Merkmal des Niedergangs

Wir machen uns ein völlig falsches Bild, wenn wir meinen, daß der Beginn der Schriftlichkeit im Mittelalter ein Fortschritt gewesen wäre, schreibt Melville Jacobs. Selbst die Rechtsbücher, aus Zweckgründen mit die ersten Verschriftlichungen, waren nie mehr als Kommentare zu lebendigem, vorhandenem Recht gewesen, und das war lebendig in Wort und Geste. Der Beginn der Verschriftlichung war einesteils lediglich als Notbehelf verstanden. Andernteils aber war im 12., 13. Jhd. das Bewußtsein überall vorhanden, daß es einen beginnenden Niedergang markierte. Der den Niedergang der lebendigen Gegenwart der entsprechenden Haltungen im Volk einerseits kennzeichnete, anderseits aber überhaupt erst auslöste und vorantrieb. Denn nach und nach wanderte das Recht nun in die Schriften, und begann sich aus einer eigenen literarischen Logik heraus zu speisen. Die nicht mehr einfach die Logik des Lebensvollzugs der Menschen war.

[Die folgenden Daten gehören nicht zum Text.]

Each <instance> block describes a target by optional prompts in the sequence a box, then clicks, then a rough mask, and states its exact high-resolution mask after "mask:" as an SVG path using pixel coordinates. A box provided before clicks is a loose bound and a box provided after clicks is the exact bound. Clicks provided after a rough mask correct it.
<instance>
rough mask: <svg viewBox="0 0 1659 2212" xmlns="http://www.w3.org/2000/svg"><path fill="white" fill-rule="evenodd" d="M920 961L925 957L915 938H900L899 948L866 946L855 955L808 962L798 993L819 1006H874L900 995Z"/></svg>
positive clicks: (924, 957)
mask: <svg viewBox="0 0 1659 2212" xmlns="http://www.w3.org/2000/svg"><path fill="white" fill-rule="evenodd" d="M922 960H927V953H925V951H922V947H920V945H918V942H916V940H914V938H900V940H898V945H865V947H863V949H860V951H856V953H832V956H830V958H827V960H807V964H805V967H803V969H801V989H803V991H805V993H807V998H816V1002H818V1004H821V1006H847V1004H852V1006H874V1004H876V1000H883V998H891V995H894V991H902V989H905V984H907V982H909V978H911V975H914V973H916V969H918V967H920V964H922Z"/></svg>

Schrift ist nicht die logische Folge der Mündlichkeit, beide haben im Grunde nichts miteinander zu tun, und die Schriftlichkeit ist keine Fortentwicklung des Mündlichen. Sie ist ein verminderndes Derivat daraus. Das geht so weit, daß jemand, der zu schreiben versteht, meist gar nicht mehr in der Lage ist, das Wesen der Sprache (als Mündlichkeit, als Akt) überhaupt zu erfassen. Sein Gegenstand ist ein eigener Gegenstand - die Schriftsprache, die sich vom Symbol zum Zeichensystem entwickelte, mit einer eigenen Logik, die sich aus dieser Zeichenhaftigkeit (nicht aus den Sprachinhalten) ergibt. Für bestimmte Gebiete oder Aufgabenbereiche der Sprache (wobei das Zurückführen von Sprache auf grundsätzliche, bloße Zweckhaftigkeit ausdrücklich verneint werden muß) ist deshalb Schriftlichkeit nicht nur ungeeignet und irrelevant, sie ist sogar eine Verhinderung.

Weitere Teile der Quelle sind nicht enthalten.